His Oboe Quartet in F Major, written in early 1781, is replete with endearing charm, with the oboe assuming the role normally occupied by the violin. The oboe had undergone recent refinements, and Mozart was eager to show off the capabilities of the improved instrument, as well as his own skills. In the piece, he requires the oboe to achieve something rarely played by an oboe in those days: a high “F” above the staff. In this three-movement work, Mozart plays a musical joke in the finale, written in 6/8 time. The oboe plays a virtuosic passage in 4/4 while the strings continue in 6/8.
Astor Piazzolla (1921-1992), Libertango and Oblivion for Clarinet, Violin, Cello & Piano
Known as the world’s foremost composer of tango music, Piazzolla was instrumental in the development of nuevo tango, a blending of traditional tango with jazz and classical music, and many of his earlier composition incorporated these forms. He began to concentrate on traditional classical music until studying composition in Paris with the legendary Nadia Boulanger, who recognized his talent and encouraged him to pursue tango. He returned to Argentina and reinvented tango. He wrote thousands of pieces and recorded, collaborated and performed extensively.
Piazzolla’s Libertango, published in 1974, symbolized Piazzolla’s break from classical tango to Tango Nuevo. An instant sensation, the piece has been used in a number of films and has been recorded by many artists, including YoYo Ma in his album Soul of the Tango: The Music of Astor Piazzolla.With its sultry tango rhythms, the work is one of his most-often performed compositions.
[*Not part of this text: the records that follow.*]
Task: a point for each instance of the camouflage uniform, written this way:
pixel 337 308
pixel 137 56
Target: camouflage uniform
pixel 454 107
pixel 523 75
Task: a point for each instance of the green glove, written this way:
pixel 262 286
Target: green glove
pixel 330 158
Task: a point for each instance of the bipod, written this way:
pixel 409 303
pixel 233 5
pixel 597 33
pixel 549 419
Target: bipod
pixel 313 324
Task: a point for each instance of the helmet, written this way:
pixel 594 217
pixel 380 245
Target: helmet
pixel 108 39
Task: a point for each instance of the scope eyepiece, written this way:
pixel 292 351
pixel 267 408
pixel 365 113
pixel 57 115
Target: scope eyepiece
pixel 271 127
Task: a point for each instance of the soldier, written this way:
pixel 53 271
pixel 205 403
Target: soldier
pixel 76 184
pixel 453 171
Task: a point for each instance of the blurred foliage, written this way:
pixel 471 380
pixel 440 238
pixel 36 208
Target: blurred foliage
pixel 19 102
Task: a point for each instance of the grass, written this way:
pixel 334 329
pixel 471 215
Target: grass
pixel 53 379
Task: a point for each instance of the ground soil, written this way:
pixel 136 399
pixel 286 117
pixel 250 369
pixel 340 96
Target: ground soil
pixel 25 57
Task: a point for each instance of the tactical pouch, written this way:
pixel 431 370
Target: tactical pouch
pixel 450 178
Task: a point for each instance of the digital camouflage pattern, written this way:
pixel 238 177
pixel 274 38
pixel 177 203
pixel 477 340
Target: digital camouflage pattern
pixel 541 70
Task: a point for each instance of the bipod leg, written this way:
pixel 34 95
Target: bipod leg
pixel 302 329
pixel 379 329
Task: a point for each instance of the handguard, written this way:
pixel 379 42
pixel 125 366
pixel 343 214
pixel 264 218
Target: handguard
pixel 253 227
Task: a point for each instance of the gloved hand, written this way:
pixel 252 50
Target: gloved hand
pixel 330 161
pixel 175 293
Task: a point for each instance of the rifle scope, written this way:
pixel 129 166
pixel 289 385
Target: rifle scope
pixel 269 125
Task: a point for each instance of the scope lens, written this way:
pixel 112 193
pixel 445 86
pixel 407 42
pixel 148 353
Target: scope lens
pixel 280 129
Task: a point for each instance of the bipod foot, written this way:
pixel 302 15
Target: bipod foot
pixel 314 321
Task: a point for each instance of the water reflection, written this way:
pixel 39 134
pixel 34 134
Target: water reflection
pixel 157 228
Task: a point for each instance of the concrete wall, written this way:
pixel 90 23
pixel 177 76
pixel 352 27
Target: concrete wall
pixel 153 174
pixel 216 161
John Mackey (b. 1973), Breakdown Tango for Clarinet, Violin, Cello & Piano
Though contemporary American composer John Mackey plays no instrument, he is a graduate of the Cleveland Institute of Music and the Juilliard School and has written extensively, especially for wind band and chamber ensemble.
The opening section of this high-energy work explodes with fiendish rhythms, making virtuosic demands on all the players, especially the pianist. The steamy middle section is a more traditional tango and a saucy clarinet. The tension mounts and the players return to the frenetic main theme.
Antonín Dvořák (1841-1904), Piano Quartet No. 2 for Piano & Strings in E-flat Major, Op. 87
Czech composer Antonin Dvořák was born in Bohemia (present-day Czech Republic). He was heavily influenced by the folk music of the region, polkas being among his earliest compositions. As his studies continued, he was more heavily influenced by Western European music, especially that of Beethoven and Schubert, but his music remained strongly nationalistic. He married a pianist and the couple raised six children. They maintained a summer home in a small village, where he wrote some of his best-known works. In 1892, he became the director of the National Conservatory in New York. While in the United States, he took a keen interest in American folk music, notably the spirituals of the African Americans and Native American melodies. He wrote, “I am convinced that the future music of this country must be founded on what are called Negro melodies.” He wrote his famous Symphony No. 9, “From the New World,” during this time. He returned to Bohemia after three years.
Dvořák wrote his enchanting Piano Quartet No. 2 while passing the summer of 1889 in his country home, 14 years after publishing his first piano quartet, and it would be his last work for this instrumental combination. The quartet is replete with inventive melodic richness, especially the slow second movement, one of Dvořák’s most beautiful slow movements. The quartet demonstrates Dvořák’s full maturity and mastery of the form.